Foi quando, do outro lado do campo, dois homens caíram quase em desespero:

— O corpo não viria para cá!? — exclamou, perguntando, um.

— Você entendeu tudo errado. E agora? — respondeu o outro, buscando a pá e o carrinho para escavar.

Saíram correndo de fininho e, quando chegaram perto dos engravatados, se entreolharam, tentando encontrar um modo discreto de fazer um buraco na terra, algo impossível de ser despercebido. Daí, alguém gritou:

— Gente! O que vocês estão fazendo com a Antonieta aqui? Vocês tomaram o caminho errado. Quem disse que ela deve ser enterrada neste lugar?

Uma anciã, com uma mão na escadeira e a outra escorada em uma bengala, frisando os olhos para enxergar o que via a frente, interviu aos coveiros.

— Podem parar, por favor. Esta é a tomba da Antonella. Onde está o túmulo do Ralf? Para que canto fica?

— Mas é claro! Tinha que ser! Isso é típico de Antonieta. Sempre ficávamos perdidos quando viajávamos.
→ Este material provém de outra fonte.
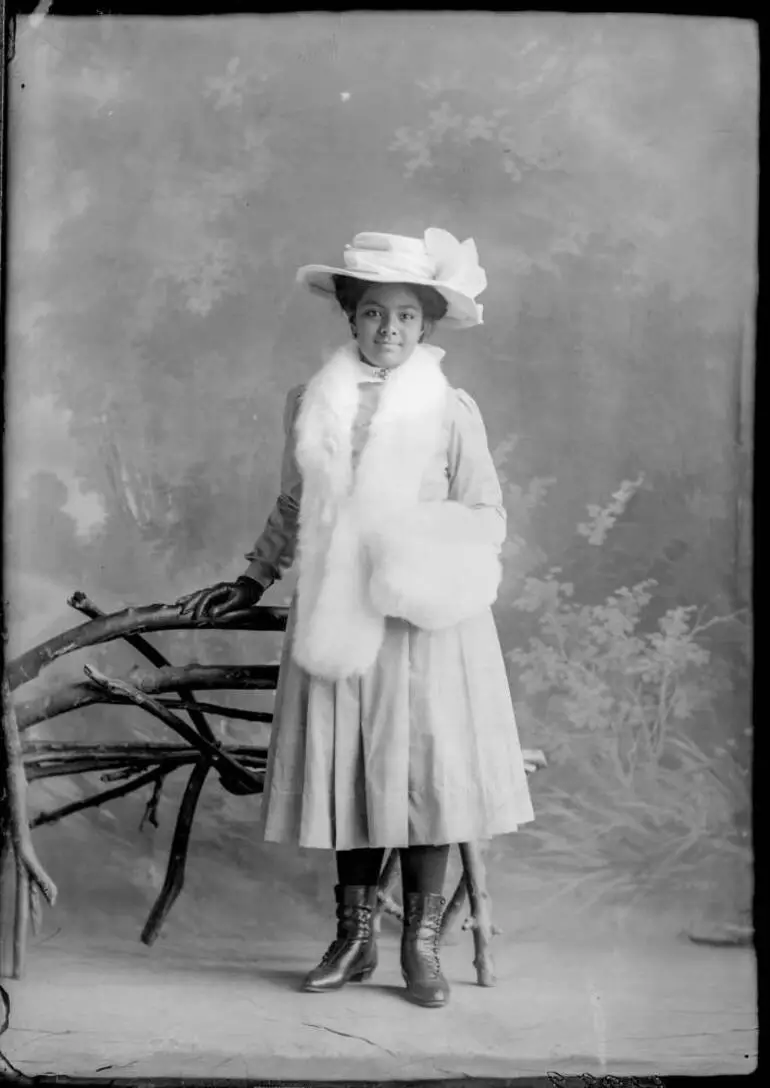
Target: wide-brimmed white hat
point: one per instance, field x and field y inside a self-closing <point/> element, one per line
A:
<point x="436" y="260"/>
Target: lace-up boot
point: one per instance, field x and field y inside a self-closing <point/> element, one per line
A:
<point x="352" y="954"/>
<point x="420" y="940"/>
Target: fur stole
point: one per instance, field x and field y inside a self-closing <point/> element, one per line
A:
<point x="368" y="547"/>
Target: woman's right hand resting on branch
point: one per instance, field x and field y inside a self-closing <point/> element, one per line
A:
<point x="221" y="600"/>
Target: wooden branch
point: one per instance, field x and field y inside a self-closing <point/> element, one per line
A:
<point x="386" y="904"/>
<point x="454" y="909"/>
<point x="481" y="914"/>
<point x="81" y="602"/>
<point x="21" y="922"/>
<point x="133" y="621"/>
<point x="66" y="768"/>
<point x="177" y="858"/>
<point x="61" y="750"/>
<point x="29" y="872"/>
<point x="113" y="768"/>
<point x="215" y="754"/>
<point x="100" y="799"/>
<point x="74" y="695"/>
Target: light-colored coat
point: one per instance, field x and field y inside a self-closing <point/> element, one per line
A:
<point x="394" y="724"/>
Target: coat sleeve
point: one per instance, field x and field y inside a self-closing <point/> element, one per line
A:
<point x="473" y="479"/>
<point x="274" y="551"/>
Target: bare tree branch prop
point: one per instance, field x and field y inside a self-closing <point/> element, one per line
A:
<point x="37" y="751"/>
<point x="454" y="909"/>
<point x="221" y="758"/>
<point x="99" y="799"/>
<point x="29" y="873"/>
<point x="177" y="858"/>
<point x="481" y="914"/>
<point x="74" y="695"/>
<point x="150" y="813"/>
<point x="386" y="904"/>
<point x="133" y="621"/>
<point x="21" y="920"/>
<point x="81" y="603"/>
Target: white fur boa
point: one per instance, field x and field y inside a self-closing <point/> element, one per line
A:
<point x="368" y="547"/>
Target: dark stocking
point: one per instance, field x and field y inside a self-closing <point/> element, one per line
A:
<point x="424" y="868"/>
<point x="359" y="867"/>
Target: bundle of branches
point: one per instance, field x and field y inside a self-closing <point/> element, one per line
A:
<point x="240" y="768"/>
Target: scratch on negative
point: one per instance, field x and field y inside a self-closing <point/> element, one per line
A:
<point x="347" y="1035"/>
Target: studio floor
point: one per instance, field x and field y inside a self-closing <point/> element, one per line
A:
<point x="193" y="1009"/>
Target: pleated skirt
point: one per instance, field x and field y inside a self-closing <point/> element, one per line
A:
<point x="422" y="750"/>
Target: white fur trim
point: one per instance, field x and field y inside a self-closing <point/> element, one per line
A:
<point x="435" y="567"/>
<point x="338" y="630"/>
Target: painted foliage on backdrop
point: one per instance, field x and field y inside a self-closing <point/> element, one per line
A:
<point x="166" y="180"/>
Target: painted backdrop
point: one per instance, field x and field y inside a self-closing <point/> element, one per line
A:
<point x="166" y="178"/>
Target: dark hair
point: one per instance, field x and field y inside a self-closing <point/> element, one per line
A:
<point x="349" y="293"/>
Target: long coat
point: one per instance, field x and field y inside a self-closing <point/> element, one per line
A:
<point x="423" y="749"/>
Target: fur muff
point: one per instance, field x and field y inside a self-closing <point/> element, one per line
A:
<point x="434" y="568"/>
<point x="367" y="547"/>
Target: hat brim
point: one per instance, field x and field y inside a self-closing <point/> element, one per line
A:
<point x="462" y="311"/>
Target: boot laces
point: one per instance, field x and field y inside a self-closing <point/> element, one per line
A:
<point x="427" y="938"/>
<point x="352" y="925"/>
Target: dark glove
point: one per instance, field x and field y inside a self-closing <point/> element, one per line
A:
<point x="221" y="600"/>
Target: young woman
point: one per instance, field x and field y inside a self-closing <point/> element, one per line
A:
<point x="393" y="724"/>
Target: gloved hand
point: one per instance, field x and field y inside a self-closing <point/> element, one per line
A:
<point x="222" y="598"/>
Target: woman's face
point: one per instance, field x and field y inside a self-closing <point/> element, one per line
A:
<point x="388" y="324"/>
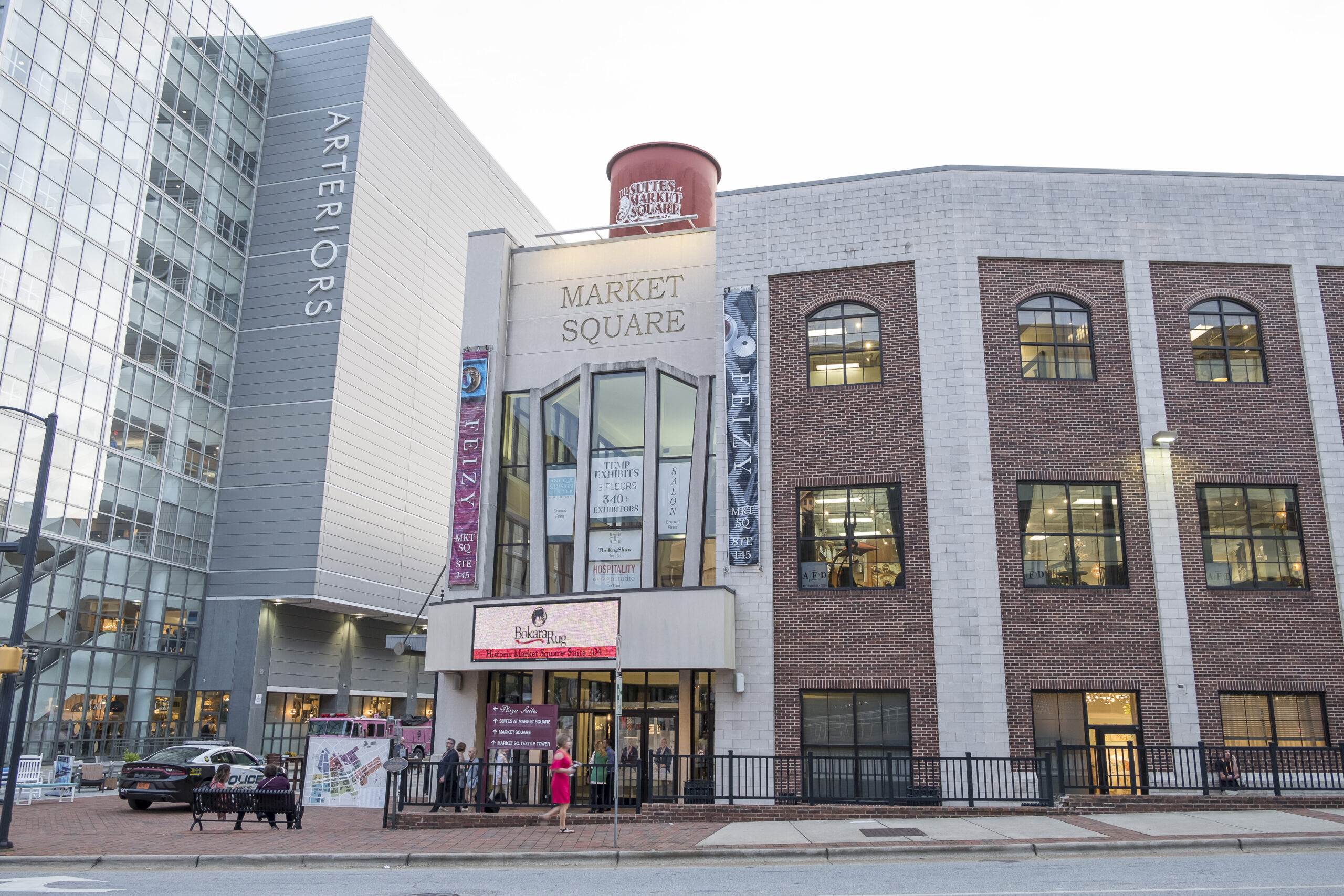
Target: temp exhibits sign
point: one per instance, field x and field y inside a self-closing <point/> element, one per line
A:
<point x="346" y="772"/>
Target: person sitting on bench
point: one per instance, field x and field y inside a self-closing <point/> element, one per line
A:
<point x="275" y="781"/>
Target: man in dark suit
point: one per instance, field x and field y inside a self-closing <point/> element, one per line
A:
<point x="445" y="785"/>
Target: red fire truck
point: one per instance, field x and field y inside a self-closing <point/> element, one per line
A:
<point x="414" y="731"/>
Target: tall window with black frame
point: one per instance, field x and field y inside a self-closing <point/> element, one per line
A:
<point x="561" y="456"/>
<point x="1055" y="338"/>
<point x="850" y="537"/>
<point x="1072" y="535"/>
<point x="511" y="531"/>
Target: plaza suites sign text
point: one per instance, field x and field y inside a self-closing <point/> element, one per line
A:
<point x="618" y="309"/>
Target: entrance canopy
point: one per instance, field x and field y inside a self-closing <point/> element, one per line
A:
<point x="660" y="629"/>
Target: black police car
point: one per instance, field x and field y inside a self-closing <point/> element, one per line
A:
<point x="170" y="775"/>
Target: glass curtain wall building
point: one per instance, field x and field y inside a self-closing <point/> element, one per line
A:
<point x="130" y="141"/>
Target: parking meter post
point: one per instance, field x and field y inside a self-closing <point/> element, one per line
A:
<point x="617" y="699"/>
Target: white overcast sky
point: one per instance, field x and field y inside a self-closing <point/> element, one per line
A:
<point x="785" y="92"/>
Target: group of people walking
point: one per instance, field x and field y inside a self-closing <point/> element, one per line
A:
<point x="457" y="778"/>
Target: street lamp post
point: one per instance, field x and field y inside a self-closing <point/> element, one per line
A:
<point x="29" y="549"/>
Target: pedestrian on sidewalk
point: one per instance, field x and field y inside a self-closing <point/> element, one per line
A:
<point x="447" y="784"/>
<point x="221" y="782"/>
<point x="561" y="770"/>
<point x="273" y="781"/>
<point x="597" y="778"/>
<point x="1229" y="773"/>
<point x="471" y="775"/>
<point x="500" y="777"/>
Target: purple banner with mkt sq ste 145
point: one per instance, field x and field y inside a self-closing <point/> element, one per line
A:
<point x="467" y="476"/>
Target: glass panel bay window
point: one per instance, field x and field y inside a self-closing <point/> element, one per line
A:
<point x="511" y="534"/>
<point x="561" y="455"/>
<point x="676" y="433"/>
<point x="616" y="483"/>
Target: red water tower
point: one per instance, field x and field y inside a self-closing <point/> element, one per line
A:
<point x="651" y="182"/>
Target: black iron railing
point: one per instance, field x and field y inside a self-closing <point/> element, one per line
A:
<point x="810" y="779"/>
<point x="1138" y="769"/>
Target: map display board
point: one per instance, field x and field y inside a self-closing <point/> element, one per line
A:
<point x="346" y="772"/>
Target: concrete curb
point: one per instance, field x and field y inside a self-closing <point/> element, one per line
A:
<point x="743" y="856"/>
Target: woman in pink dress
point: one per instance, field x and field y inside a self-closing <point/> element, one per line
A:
<point x="561" y="770"/>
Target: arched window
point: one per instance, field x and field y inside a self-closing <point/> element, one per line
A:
<point x="1226" y="340"/>
<point x="1055" y="336"/>
<point x="844" y="345"/>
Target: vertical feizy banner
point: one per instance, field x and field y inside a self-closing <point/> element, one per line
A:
<point x="471" y="446"/>
<point x="740" y="361"/>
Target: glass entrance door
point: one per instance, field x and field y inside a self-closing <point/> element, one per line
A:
<point x="631" y="750"/>
<point x="1117" y="765"/>
<point x="660" y="739"/>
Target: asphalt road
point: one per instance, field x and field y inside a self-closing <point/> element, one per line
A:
<point x="1237" y="875"/>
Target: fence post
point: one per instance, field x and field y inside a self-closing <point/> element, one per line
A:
<point x="971" y="784"/>
<point x="1203" y="767"/>
<point x="811" y="778"/>
<point x="1050" y="779"/>
<point x="1273" y="766"/>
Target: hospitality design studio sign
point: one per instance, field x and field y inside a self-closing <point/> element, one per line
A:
<point x="332" y="199"/>
<point x="618" y="311"/>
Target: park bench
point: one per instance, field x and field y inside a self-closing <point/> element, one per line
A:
<point x="243" y="805"/>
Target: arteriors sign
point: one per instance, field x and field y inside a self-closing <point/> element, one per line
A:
<point x="324" y="251"/>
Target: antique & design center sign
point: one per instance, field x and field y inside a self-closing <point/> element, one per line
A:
<point x="569" y="630"/>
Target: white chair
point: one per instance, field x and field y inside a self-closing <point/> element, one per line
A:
<point x="29" y="779"/>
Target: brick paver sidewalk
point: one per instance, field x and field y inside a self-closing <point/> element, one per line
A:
<point x="107" y="827"/>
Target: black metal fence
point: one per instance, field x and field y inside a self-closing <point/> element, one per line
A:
<point x="811" y="779"/>
<point x="1136" y="769"/>
<point x="889" y="778"/>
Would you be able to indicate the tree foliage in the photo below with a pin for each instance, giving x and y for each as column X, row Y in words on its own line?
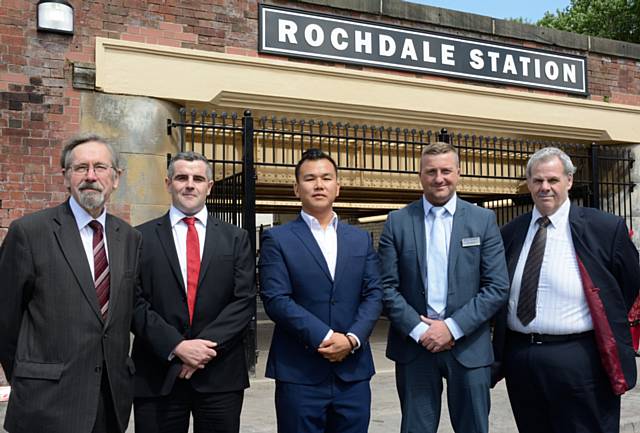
column 613, row 19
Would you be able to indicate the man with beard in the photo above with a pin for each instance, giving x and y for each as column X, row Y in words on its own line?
column 196, row 298
column 66, row 300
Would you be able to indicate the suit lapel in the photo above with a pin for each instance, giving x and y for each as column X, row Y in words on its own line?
column 68, row 237
column 115, row 249
column 163, row 230
column 417, row 219
column 300, row 229
column 515, row 245
column 455, row 243
column 341, row 260
column 209, row 245
column 576, row 222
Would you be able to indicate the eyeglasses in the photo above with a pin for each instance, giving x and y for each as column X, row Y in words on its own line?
column 98, row 168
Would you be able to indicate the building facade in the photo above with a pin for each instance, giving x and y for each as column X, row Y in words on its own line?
column 131, row 65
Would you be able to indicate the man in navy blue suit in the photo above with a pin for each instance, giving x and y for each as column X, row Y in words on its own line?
column 320, row 285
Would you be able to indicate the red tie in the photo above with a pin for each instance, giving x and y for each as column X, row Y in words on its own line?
column 100, row 267
column 193, row 263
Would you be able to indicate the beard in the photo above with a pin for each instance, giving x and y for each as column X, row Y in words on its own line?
column 91, row 195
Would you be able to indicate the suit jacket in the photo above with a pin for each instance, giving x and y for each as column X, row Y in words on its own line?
column 610, row 275
column 477, row 280
column 53, row 340
column 225, row 303
column 303, row 300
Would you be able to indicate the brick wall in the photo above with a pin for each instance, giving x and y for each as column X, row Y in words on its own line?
column 39, row 108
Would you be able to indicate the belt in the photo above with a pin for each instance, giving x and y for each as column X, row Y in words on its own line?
column 547, row 338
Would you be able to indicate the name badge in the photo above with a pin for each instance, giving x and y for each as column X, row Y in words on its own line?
column 471, row 242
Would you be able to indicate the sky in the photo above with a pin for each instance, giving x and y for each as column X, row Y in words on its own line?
column 532, row 10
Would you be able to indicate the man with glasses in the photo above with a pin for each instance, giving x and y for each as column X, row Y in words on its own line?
column 68, row 276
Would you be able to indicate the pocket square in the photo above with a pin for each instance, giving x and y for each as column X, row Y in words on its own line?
column 471, row 242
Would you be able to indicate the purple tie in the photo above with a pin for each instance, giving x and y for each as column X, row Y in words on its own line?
column 100, row 267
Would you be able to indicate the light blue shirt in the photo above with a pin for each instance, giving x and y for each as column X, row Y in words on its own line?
column 83, row 218
column 450, row 207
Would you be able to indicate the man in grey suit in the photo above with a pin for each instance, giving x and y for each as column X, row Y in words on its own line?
column 444, row 277
column 68, row 276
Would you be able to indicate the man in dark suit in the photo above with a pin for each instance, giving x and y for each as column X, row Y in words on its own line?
column 444, row 277
column 66, row 300
column 319, row 283
column 563, row 342
column 196, row 298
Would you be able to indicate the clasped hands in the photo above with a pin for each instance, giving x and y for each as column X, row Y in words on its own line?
column 437, row 338
column 194, row 354
column 337, row 347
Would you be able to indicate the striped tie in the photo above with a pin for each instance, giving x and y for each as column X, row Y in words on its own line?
column 100, row 267
column 526, row 311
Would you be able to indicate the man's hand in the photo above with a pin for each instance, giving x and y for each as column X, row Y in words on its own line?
column 187, row 371
column 336, row 348
column 437, row 338
column 195, row 353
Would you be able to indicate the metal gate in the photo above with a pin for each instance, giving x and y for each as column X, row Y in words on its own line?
column 237, row 149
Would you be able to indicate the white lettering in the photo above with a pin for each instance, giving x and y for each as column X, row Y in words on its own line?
column 494, row 60
column 551, row 70
column 426, row 47
column 447, row 55
column 314, row 35
column 409, row 50
column 524, row 61
column 336, row 35
column 509, row 65
column 387, row 45
column 477, row 62
column 363, row 42
column 569, row 73
column 287, row 31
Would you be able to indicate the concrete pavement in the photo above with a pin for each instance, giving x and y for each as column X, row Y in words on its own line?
column 258, row 415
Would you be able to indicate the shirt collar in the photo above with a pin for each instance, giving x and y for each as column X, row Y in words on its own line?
column 450, row 206
column 558, row 218
column 176, row 215
column 83, row 217
column 313, row 221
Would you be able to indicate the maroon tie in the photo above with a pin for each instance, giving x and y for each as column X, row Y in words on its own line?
column 193, row 264
column 100, row 267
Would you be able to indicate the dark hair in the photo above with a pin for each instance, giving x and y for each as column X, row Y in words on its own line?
column 548, row 153
column 65, row 157
column 314, row 155
column 188, row 156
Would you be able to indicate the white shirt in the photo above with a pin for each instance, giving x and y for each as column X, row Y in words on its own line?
column 179, row 229
column 447, row 218
column 83, row 218
column 561, row 307
column 327, row 240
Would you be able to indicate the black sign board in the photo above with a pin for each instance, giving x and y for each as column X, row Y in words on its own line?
column 305, row 34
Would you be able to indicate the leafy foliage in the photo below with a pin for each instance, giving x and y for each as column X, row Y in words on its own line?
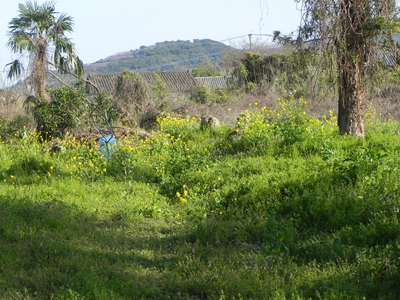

Não seria o enterro dela se não estivéssemos atrapalhados girando o mapa da necrópole ao contrário — gargalhou o irmão.

Pois bem, você já se divertiu durante ou depois de um ato fúnebre? Pode parecer macabro, mas o funeral de Antonieta foi “legal” — como respondi a uma colega de trabalho quando veio me dizer “condolências”. Óbvio que esta não me deu por normal e perguntou se eu estava bem…

Bom, na verdade, devo confessar: depois do enterro, me peguei erguendo uma taça de vinho branco francês, de rótulo renomado, fazendo um brinde à Antonieta. Sinceramente, jamais poderia imaginar que fosse gargalhar durante uma recepção íntima para amigos e familiares de uma senhora que se foi bem perto dos seus 90 anos.

Antonieta, depois de uma semana repousando em um caixão, recebendo familiares e homenagens de diversos lugares do mundo, pode, enfim, ser enterrada como desejado, ao lado do marido, no mesmo cemitério no qual boa parte de outros familiares dormem o indescritível sono da morte.

Pode ser um paradoxo, mas Antonieta me fez sentir viva. Tomar vinho para celebrar a vida e a passagem para a morte foi surreal. Afirmo: despertador.

— E gostaria de levar isso para a minha despedida, se, por um acaso, eu tiver uma, né?  Ao menos ter parte das cinzas nas montanhas perto da minha guru Cecchina e a outra em algum oceano.

Então, voltando a Antonieta. Eu a conheci apenas pelas histórias dos filhos e netos. Filha de imigrantes europeus, nascida no Oriente no final dos anos 1920, soube o significado de sobreviver a guerras, emigrar, imigrar, não ter nada e ter tudo. Aprendeu a se fortalecer e dar valor às coisas boas — quero dizer, a se permitir o melhor.

Talvez, por isso, a partir dos anos 1980, começou a escrever os seus anseios para o dia em que faltasse. Entre as vontades:

— Nada de coroa de flores. Isso é muito triste. Quero buquês de rosas e belas flores. E, ah! Vinhos de excelente qualidade. Vinho! Vou pegar no pé de quem beber cerveja no meu funeral. Por favor, me respeitem! Eu sou uma senhora, esposa, mãe e avó, mereço um bom vinho francês.

“Oui, mon chèri!” E se fez jus o sonho de uma casa na França, um paraíso em terras francesas com direito à própria vinicultura. Ainda assim, com o passar dos anos, novas cartas de despedidas, instruções póstumas e revisões de testamentos. Preparava-se para a morte e essa sequer dava o ar da graça.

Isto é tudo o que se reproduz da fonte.